LOS RELATOS DE SARA "COME MAS DESPACIO"

Se paseó por la puerta del comercio riendo para sus adentros. Viejo cabrón. Pronto sabría lo que es bueno.

Hacía un frío espantoso, algo normal en diciembre, y aunque era un fastidio estar de plantón frente a la tienda de aquel desgraciado, un agudo placer malicioso anidaba en su alma, creciendo y creciendo cada vez más, incitándole a andar por la acera de un lado a otro, esperando, esperando...

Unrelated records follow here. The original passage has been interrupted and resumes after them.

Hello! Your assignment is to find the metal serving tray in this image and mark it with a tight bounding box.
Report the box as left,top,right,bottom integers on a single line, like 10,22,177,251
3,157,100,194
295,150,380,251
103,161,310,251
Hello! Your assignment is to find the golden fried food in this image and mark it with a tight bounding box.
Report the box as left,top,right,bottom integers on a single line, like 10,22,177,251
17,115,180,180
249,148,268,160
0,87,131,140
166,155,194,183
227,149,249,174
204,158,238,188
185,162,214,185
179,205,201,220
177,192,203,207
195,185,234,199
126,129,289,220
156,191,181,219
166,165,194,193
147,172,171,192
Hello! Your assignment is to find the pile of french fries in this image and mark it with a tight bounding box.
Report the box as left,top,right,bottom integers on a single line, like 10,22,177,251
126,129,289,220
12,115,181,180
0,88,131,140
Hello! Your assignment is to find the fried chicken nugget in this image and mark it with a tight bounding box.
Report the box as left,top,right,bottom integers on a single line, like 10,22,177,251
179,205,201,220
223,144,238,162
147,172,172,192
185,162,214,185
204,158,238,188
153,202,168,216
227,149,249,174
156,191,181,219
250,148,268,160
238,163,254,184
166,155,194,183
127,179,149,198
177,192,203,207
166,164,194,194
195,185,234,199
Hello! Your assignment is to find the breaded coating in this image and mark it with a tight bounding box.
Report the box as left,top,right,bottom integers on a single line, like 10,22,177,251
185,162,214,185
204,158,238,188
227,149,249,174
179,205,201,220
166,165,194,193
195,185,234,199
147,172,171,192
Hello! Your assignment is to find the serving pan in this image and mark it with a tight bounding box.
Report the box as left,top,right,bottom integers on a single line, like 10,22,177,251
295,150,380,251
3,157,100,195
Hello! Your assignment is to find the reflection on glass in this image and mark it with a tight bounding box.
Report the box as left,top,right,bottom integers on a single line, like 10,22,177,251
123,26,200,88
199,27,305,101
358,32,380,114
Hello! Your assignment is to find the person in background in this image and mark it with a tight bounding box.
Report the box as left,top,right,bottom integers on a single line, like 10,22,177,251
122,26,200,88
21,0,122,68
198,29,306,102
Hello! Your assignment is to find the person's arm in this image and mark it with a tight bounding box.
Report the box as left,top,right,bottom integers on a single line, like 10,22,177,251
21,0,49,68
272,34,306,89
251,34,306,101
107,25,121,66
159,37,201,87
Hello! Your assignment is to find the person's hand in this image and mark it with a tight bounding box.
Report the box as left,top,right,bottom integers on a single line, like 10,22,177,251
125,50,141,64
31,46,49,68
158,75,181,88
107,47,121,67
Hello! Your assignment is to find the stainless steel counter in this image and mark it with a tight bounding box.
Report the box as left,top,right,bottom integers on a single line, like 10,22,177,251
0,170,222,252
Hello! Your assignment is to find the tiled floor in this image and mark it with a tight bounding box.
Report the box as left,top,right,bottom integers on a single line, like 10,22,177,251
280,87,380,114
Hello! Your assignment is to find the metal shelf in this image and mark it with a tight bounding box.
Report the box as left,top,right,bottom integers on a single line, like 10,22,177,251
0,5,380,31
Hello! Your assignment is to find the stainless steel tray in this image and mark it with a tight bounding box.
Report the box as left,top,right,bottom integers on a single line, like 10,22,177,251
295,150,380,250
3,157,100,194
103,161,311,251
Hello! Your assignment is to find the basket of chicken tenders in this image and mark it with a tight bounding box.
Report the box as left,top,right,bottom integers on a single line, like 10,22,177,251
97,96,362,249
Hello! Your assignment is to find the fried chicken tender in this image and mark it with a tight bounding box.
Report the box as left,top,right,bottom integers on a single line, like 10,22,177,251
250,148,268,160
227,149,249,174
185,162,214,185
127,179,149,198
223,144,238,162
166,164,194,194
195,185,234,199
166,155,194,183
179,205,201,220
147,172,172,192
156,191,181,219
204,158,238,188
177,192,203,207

El viejo Jonás pagaría bien cara su afrenta. Y el jefe estaría contento con él. En realidad se encontraba bastante enfadado en estos momentos, y más cabreado estaría si supiera que él se pasaba los días delante de la pastelería. Le había advertido que ni se le ocurriera volver por allí. Le conocían muy bien y eso no convenía. Samuel volvió a recordar aquel día, rememoró lo ocurrido dos semanas atrás. Lucas y él habían entrado al comercio del viejo Jonás, y en cuanto cruzaron la puerta el anciano les recibió con mal gesto; les conocía de sobras, sabía muy bien quiénes eran y a qué se dedicaban. Hacía ya años que en aquel barrio y los alrededores, aquellos sujetos rondaban con cierta frecuencia. Eran los chicos de Carlos Altea. Uno no solía hacerse rico vendiendo pasteles, -aunque la época navideña siempre reportaba beneficios adicionales-, pero sí comerciando con drogas. Jonás vivía en el barrio desde bien niño; de hecho, había nacido allí, en el seno de una familia humilde, tan humilde como la de Carlos, quién era también vecino del barrio. Ahora ya no; vivía en una urbanización elegante, en una gran casa con un enorme jardín, aunque solía pasar por allí en alguna ocasión, dentro de aquel Mercedes negro de lunas tintadas; nunca salía de él, pero Jonás sabía que estaba tras los cristales, observando. Acechando.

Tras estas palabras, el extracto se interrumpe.